The study was done to test the hypothesis that imaging signs of ‘brain frailty’ and acute ischaemia predict clinical outcomes and sICH) after thrombolysis for AIS in the alteplase dose arm of ENCHANTED.

Blinded assessors coded baseline images for acute ischaemic signs and pre-existing changes. Logistic regression models assessed associations between imaging features and death at 7 and 90 days; good recovery and sICH. Data are reported with adjusted ORs and 95% CIs.

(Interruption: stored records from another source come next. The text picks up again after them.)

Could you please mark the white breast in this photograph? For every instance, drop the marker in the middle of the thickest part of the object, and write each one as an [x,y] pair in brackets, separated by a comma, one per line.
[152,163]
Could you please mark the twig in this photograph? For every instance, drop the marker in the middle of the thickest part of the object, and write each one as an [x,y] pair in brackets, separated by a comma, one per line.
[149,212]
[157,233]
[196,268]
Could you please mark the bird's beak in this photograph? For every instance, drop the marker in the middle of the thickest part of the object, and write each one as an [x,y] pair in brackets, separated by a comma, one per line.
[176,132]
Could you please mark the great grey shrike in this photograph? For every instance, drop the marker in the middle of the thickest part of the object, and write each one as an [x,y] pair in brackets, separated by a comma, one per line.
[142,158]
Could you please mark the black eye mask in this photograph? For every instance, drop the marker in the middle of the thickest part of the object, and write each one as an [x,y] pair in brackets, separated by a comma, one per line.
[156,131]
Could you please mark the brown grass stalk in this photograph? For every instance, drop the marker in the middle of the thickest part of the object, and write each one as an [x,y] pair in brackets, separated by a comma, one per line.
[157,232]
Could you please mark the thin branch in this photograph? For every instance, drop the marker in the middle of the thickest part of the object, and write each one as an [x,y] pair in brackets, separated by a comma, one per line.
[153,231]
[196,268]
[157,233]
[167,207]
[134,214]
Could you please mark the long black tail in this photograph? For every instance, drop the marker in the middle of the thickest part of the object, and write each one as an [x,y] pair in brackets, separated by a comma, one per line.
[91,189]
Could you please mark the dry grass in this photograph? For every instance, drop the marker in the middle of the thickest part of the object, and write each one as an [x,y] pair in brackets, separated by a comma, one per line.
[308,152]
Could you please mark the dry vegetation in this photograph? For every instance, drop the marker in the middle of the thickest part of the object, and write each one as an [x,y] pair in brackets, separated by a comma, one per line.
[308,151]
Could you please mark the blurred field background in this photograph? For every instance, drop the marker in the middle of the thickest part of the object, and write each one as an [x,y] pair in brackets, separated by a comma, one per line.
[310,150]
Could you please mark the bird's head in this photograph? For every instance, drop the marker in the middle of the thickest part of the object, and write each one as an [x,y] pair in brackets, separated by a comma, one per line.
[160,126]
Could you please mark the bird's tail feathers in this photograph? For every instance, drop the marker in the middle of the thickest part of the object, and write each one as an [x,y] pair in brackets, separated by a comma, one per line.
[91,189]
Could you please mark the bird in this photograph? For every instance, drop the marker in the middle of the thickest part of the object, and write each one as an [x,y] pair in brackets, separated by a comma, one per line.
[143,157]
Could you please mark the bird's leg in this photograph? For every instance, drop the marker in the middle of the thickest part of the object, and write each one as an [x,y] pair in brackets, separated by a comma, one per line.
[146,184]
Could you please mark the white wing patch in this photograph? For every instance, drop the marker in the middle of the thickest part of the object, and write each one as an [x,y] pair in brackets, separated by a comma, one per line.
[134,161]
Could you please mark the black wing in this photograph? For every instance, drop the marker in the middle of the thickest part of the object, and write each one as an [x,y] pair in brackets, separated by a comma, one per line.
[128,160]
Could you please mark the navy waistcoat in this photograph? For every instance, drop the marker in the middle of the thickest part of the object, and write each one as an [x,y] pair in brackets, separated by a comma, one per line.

2916 patients (67±13 years, National Institutes of Health Stroke Scale 8 (5–14)) were included. Visible ischaemic lesions, severe hypoattenuation, large ischaemic lesion, swelling and hyperattenuated arteries were associated with 7-day death (OR (95% CI): 1.52 (1.06 to 2.18); 1.51 (1.01 to 2.18); 2.67 (1.52 to 4.71); 1.49 (1.03 to 2.14) and 2.17 (1.48 to 3.18)) and inversely with good outcome. Severe atrophy was inversely associated with 7-day death (0.52 (0.29 to 0.96)). Atrophy (1.52 (1.08 to 2.15)) and severe leukoaraiosis (1.74 (1.20 to 2.54)) were associated with 90-day death. Hyperattenuated arteries were associated with sICH (1.71 (1.01 to 2.89)). No imaging features modified the effect of alteplase dose.

The study concluded that the non-expert-defined brain imaging signs of brain frailty and acute ischaemia contribute to the prognosis of thrombolysis-treated AIS patients for sICH and mortality.